Saturday, April 20, 2024
04/20/2024

A Field Guide to Polling: Election 2020 Edition

  • by:
  • Source: Pew Research
  • 01/31/2020
Even outside the U.S., there is substantial evidence that polling hasn’t witnessed a substantial decline in accuracy. A comprehensive review of polling accuracy published in 2018 found that “relying on vote intention polls from more than 200 elections in 32 countries over a period of more than 70 years, there is no evidence that poll errors have increased over time….”

In 2016, problems with polls in a few key Midwestern states led many people to underestimate the chances of a Donald Trump victory. As a consequence, the immediate post-election assessment was that there had been a complete polling meltdown.

But that “insta-narrative” turned out to be oversimplified. The 2016 election was not, in fact, an industry-wide failure for the polls.   Rigorous national surveys – designed to measure the popular vote rather than capture the effects of the Electoral College – were quite accurate by historical standards. An average of the final, publicly released national polls suggested that Hillary Clinton would win the overall popular vote by 3 percentage points, and she ultimately won by 2 points.

A second issue was some states that turned out to be key to Trump’s victory had few, if any, public polls in the field in the last few days before the election. All evidence suggests that more undecided voters swung to Trump than to Clinton in those last days, a trend most state polls were unable to detect as they had already stopped interviewing.

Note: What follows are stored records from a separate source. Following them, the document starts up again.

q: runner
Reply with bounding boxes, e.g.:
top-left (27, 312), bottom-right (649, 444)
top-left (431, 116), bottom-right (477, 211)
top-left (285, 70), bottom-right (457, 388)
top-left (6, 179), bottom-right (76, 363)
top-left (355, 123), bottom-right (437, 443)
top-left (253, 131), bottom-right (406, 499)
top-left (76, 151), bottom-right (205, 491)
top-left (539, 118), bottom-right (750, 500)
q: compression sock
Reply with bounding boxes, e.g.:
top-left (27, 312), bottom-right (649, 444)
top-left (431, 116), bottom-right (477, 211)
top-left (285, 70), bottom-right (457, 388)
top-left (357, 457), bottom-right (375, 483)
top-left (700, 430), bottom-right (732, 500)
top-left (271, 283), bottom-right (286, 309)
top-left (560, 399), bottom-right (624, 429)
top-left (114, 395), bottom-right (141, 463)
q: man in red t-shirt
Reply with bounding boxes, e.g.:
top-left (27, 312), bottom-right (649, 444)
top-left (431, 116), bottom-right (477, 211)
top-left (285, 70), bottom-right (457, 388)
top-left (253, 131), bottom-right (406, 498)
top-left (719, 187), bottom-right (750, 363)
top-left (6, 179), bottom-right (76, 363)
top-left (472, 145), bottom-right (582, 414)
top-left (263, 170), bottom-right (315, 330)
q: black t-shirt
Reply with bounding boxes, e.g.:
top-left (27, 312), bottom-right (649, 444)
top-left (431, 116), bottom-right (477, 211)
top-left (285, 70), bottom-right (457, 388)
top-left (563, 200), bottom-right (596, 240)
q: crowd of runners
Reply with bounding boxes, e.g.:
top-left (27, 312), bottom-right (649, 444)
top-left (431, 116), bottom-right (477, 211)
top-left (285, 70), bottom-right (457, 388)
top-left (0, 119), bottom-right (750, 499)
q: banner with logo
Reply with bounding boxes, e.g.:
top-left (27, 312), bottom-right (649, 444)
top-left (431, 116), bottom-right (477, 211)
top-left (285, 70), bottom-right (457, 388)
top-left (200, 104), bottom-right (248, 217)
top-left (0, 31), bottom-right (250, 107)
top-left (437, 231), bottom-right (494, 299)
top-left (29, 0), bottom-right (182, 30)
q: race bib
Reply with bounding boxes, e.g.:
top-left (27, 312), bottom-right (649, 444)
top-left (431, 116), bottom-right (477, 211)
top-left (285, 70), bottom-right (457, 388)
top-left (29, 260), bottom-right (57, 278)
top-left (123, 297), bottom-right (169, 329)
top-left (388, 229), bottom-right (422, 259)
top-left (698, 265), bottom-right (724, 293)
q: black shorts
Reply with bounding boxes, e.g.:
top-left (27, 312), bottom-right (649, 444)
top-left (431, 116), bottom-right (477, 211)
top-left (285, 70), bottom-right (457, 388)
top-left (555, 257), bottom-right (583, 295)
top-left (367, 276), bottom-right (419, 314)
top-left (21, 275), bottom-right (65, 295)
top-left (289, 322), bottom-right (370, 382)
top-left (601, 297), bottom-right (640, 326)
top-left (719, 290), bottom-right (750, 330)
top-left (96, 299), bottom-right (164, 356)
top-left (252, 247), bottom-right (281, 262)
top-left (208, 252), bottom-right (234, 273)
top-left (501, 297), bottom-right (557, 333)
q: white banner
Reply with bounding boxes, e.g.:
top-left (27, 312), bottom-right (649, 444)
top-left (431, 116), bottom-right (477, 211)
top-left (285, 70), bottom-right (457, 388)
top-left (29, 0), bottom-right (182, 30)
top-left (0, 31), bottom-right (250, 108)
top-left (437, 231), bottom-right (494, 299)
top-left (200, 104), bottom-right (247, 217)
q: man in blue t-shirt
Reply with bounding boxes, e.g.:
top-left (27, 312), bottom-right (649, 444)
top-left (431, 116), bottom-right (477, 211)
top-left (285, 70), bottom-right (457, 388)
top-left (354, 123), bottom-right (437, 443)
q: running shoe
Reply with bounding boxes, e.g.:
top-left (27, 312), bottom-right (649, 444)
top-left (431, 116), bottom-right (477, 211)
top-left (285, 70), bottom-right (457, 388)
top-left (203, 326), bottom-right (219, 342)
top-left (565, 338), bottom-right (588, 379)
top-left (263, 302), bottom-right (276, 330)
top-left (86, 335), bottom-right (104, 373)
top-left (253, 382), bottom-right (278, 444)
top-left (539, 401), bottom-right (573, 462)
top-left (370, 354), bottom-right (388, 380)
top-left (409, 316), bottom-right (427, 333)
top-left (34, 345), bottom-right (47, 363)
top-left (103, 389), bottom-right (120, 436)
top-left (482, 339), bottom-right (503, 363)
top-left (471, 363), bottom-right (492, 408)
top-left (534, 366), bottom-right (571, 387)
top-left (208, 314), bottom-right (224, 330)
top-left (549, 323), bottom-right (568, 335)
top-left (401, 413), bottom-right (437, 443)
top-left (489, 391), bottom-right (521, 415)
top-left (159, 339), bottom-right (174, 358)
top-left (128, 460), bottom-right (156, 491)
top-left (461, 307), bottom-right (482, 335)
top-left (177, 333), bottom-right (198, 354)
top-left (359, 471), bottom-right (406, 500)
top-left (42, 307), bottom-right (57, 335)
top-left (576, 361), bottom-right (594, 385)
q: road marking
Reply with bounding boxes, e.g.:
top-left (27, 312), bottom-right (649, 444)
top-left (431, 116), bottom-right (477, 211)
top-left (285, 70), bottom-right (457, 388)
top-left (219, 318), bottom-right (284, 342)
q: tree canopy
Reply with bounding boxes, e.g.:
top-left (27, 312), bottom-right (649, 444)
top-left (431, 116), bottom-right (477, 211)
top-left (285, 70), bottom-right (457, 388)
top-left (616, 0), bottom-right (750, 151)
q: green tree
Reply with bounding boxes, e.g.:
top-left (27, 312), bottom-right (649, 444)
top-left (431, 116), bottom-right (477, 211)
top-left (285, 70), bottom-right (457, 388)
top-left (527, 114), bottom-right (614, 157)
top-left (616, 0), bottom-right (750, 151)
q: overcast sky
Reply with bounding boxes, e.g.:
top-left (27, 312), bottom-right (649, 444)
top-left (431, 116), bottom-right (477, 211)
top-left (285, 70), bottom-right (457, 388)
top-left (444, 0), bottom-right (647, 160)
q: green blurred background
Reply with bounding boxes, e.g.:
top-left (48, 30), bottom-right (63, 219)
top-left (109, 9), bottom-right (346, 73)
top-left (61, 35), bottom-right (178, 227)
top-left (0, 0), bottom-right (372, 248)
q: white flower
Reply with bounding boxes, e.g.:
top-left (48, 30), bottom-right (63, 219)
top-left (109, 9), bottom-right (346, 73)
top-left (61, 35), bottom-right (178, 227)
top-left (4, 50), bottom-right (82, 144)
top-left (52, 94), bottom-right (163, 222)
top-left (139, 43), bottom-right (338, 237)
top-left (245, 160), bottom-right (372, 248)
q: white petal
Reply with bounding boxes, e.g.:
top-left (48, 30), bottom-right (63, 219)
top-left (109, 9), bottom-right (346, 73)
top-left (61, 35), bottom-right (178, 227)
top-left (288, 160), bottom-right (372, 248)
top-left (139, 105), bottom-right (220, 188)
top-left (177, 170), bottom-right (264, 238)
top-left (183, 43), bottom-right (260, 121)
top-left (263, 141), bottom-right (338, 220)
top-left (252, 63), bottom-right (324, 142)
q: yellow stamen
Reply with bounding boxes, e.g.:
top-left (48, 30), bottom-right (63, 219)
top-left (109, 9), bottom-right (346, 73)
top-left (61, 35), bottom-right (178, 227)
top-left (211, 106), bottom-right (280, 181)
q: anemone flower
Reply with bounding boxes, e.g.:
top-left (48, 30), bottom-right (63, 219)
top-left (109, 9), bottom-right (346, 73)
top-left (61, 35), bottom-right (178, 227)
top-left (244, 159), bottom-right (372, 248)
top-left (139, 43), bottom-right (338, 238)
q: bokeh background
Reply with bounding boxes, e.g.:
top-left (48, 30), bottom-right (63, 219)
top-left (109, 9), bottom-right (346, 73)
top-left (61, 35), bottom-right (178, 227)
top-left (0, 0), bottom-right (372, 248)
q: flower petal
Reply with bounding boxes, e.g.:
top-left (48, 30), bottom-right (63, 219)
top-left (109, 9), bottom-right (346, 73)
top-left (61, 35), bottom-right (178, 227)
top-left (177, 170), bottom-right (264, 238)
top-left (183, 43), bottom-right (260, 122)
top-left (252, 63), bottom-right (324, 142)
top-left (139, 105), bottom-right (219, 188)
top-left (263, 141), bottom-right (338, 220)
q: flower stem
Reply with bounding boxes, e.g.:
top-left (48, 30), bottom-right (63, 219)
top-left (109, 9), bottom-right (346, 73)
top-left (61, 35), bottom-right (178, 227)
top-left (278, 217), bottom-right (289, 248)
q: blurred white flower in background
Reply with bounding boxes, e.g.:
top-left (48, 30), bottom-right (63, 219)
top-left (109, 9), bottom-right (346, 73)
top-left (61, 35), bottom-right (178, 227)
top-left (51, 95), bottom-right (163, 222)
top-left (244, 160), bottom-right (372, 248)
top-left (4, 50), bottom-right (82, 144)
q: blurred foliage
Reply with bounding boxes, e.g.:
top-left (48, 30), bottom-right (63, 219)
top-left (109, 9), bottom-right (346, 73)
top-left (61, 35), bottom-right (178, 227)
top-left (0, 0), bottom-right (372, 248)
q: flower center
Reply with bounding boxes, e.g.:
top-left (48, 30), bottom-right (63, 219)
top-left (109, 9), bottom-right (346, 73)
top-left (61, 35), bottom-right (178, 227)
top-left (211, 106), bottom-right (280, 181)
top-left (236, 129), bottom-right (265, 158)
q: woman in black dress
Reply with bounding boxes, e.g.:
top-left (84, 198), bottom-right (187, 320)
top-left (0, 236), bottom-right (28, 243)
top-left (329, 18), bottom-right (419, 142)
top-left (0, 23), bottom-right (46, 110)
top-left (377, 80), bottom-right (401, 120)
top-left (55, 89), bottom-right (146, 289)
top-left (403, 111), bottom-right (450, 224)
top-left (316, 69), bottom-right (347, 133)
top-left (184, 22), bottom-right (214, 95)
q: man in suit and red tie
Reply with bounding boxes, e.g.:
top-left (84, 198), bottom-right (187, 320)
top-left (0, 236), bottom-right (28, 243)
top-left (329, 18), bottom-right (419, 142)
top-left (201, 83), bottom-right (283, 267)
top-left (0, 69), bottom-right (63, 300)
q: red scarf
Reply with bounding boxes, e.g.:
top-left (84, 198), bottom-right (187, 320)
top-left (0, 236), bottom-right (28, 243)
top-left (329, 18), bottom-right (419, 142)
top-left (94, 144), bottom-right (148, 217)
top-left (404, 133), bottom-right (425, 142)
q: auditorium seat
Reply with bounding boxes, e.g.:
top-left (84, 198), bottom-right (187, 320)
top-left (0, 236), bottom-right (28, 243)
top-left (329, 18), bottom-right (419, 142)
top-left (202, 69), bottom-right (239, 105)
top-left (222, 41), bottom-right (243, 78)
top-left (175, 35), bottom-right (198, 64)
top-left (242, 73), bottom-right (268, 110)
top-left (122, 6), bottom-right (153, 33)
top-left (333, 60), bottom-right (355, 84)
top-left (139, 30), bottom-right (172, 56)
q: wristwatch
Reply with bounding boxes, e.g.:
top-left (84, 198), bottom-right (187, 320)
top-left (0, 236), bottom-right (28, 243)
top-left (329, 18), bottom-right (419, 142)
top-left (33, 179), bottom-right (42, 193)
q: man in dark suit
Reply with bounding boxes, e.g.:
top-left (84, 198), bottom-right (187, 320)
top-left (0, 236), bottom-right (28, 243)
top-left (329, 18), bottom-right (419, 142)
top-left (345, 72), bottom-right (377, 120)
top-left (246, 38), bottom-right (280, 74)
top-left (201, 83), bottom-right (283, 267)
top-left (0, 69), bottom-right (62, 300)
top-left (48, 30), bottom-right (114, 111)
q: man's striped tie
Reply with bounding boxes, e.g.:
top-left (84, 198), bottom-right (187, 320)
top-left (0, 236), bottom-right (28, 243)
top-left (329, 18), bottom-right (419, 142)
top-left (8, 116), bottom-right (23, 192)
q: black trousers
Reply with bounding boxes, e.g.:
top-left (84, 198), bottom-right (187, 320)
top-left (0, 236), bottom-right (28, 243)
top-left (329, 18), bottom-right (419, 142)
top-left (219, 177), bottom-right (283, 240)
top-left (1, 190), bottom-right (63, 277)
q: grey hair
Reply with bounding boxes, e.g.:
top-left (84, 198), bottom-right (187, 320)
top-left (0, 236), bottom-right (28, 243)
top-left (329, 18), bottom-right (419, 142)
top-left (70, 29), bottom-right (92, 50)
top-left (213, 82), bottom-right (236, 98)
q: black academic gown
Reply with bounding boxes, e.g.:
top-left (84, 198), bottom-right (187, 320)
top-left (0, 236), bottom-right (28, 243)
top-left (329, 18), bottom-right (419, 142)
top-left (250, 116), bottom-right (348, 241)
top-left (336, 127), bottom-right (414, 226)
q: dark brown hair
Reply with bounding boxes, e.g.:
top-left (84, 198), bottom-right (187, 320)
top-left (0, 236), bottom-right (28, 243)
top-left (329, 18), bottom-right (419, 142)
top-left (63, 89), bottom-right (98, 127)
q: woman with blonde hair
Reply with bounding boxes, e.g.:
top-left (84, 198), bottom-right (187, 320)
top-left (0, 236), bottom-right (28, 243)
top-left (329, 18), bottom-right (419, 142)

Pew Research Center’s American Trends Panel (ATP) is also a probability-based online panel. We select a random sample of the public and reach them via snail mail at their home addresses. Those selected are invited to complete surveys online, and those who do not have internet access are provided with tablets and data plans to facilitate their participation. (You can read about the details of this approach in our report on building the ATP here.) Increasingly, because of the challenges facing phone polling, we are moving our U.S.-based surveys over to this online probability panel.